Solution providers have documented consistent cases of poorly configured and maintained Amazon Web Services accounts that expose a wide variety of sensitive information, much of which is information in database backups located in AWS S3 storage service. A study conducted last year by researchers at vulnerability management vendor Rapid7 uncovered thousands of publicly visible files, including account credentials and sales records. Following the study, AWS Chief Information Security Officer Stephen Schmidt launched a security blog to communicate security best practices and provide information about proper configurations and system maintenance.

Organizations risk facing similar issues in competing cloud infrastructure services, including offerings from Google and Rackspace. It has given rise to providers that focus on security, including Firehost, a Dallas-based startup that provides secure infrastructure and managed hosting services.

Riancho deconstructed his attack at Black Hat, which began with exploiting a web application vulnerability hosted in an EC2 instance on the Amazon cloud. The step-by-step process involves mapping the meta-data server, modifying functions to exploit the flaw and using the Nimbostratus tool to dump all the information from the meta-data server.

The attack also relies on user-data boot scripts used to automate the installation and configuration of software on EC2 instances.
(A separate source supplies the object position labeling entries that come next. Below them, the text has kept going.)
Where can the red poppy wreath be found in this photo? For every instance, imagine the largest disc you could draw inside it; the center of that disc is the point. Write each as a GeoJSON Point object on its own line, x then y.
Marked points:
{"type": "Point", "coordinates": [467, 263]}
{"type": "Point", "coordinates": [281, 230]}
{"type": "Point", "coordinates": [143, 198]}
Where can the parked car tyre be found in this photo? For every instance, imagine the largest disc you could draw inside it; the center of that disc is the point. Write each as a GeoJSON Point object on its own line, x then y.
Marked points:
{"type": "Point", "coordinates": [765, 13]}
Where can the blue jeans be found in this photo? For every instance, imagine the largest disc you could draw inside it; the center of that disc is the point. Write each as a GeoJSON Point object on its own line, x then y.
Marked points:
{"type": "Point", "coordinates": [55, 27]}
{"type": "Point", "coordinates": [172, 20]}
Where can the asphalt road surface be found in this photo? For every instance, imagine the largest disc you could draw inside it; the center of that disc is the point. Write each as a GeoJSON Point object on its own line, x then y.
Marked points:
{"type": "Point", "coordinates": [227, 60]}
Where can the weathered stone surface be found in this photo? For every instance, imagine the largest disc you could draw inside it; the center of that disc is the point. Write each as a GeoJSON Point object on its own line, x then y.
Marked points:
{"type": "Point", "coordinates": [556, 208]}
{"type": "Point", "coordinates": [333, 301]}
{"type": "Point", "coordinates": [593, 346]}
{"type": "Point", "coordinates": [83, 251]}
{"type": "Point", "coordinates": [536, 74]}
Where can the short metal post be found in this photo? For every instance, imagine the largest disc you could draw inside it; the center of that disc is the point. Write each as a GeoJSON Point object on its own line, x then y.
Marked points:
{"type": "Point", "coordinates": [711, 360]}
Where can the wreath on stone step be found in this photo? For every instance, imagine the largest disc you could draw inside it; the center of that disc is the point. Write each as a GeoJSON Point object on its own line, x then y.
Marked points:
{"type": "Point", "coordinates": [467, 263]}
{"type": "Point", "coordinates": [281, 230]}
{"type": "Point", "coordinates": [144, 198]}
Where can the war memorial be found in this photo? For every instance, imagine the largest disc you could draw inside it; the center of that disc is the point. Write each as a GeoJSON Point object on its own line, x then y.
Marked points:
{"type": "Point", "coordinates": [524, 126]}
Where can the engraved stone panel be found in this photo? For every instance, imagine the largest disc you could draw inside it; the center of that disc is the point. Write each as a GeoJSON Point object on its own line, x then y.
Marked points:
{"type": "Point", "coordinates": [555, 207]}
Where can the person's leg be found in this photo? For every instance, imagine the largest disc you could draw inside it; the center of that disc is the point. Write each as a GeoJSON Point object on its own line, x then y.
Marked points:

Riancho uncovered a repository where the web application lived, the private and public keys to access the repository and downloaded the source code and identified different functions for configuring the source code.

The next stage of the attack was to pivot to more sensitive resources by exploiting Amazon's EC2 instance profiles, which automate the process of assigning user credentials with their roles and access rights. He used Nimbostratus to dump the credentials and found details from profiles that yielded clues into exploiting Amazon SQS used for storing messages between servers and gaining the ability to execute code.

Riancho then gained access to three server instances supporting the architecture and then controlled Amazon's Identity and Access Management service connected with the account to gain access to the underlying MySQL database. The attack gave him the ability to create a privileged user to access all the stored information.

"I found an important database that wasn't able to be accessed before and was rocking the cloud at that point," Riancho said. "My message is simply that developers are working on Amazon so security needs to be more knowledgeable about it too."